On ne sait trop qui l’on est, dans quel désir on se trouve, dans quel effondrement. On ne sait plus en tout cas ce qui est normal et ce qui ne l’est pas, la poésie est là partout où on ne l’attend pas, comme dans le récit de Mathieu Croisetière. Elle peut prendre les apparences du chauffeur de taxi que l’on aperçoit en rêve chez Lise Gagnon alors qu’on se dit peut-être avec elle : « nous nous donnons un baiser / dans le noir / un drôle de baiser / prélude à rien / sinon à plus de solitude».

«La solitude, constatait rachel lamoureux, dans les pages du numéro précédent [2], est un mot court et chantant pour dire une modalité d’existence, celle de s’en tirer par ses propres moyens, celle d’une impression […] de ne trouver nulle part quelqu’un avec qui dialoguer, quelqu’un qui comprenne lorsqu’on parle, quelqu’un qui reste». Elle ouvre les dispositifs, montre les impasses et les ouvertures.
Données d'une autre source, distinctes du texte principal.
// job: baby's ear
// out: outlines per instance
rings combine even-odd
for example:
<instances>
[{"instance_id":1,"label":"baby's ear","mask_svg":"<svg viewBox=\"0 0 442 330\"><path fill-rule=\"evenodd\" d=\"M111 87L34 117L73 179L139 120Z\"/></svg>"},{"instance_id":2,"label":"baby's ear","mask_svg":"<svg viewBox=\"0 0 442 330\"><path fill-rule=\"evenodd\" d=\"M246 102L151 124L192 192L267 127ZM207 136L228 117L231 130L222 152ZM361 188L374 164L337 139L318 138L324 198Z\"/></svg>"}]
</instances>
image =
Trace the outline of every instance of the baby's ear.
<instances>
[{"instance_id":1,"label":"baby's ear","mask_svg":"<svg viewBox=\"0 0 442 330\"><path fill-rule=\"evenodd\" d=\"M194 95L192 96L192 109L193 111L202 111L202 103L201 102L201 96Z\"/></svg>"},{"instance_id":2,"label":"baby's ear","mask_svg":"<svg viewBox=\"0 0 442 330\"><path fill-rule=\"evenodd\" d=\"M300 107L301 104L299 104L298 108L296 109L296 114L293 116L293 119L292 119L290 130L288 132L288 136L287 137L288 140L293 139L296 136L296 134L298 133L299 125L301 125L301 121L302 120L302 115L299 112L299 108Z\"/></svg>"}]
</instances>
L’atelier théâtre devient ainsi « club thérapeutique », alors que Patricia Janody revisite la psychiatrie, ses lieux et son histoire, parce que ces dispositifs sont là pour «accueillir», pour «contenir». Tout comme la page d’un poème, d’un récit ou d’un essai. Ou les œuvres de Stéphanie Morissette, belles avec ce qu’elles reprennent des jeux et des bricolages de l’enfance. Ou les bras de l’amoureux avec lequel on dort chez Julie Dugal « à l’ombre des mélèzes », qui porte avec lui « la rosée et le roc sur ses épaules / toute la grandeur» léguée par un père auquel on s’adresse avec tendresse et respect.

C’est ce pari que nous relevons à la revue Les écrits, pour chaque numéro, accueillant des textes en principe différents. Et pourtant, chaque fois, la surprise nous saisit: il y a d’étranges parentés secrètes, qui sont accompagnements, juxtapositions, tressages, entre les textes. Comme si, malgré les solitudes vécues et la singularité des expériences, quelque chose d’humain, sous pression, devait se dire et se représenter précisément à ce moment-ci. « Moments fragiles », comme les évoque Jacques Brault, moments de conscience pour qui veut créer des liens. On pourrait croire avec Cendrars que « la beauté a besoin d’un petit quart d’heure d’exercice / tous les matins » ou avec Réjean Plamondon qu’elle exige « juste assez de lumière ». « Est-ce que [le] cœur a encore quelque chose à donner ? », demande Emmanuelle Jimenez. Peut-on vouloir «garder les vivants parmi les vivants» (Zija Çela)? Et résister? Retravailler la mémoire blessée comme les écrivains moldaves de la Suite rassemblée par Jan H. Mysjkin?

Bonne lecture.

 

 

— Gérald Gaudet, au nom du comité de rédaction composé de Dany Boudreault, Micheline Cambron, Régis Coursin et Rachel LaRoche.

[1] Les écrits, printemps 2021, no 161, p. 19.

[2] Les écrits, printemps 2022, no 164, p. 114.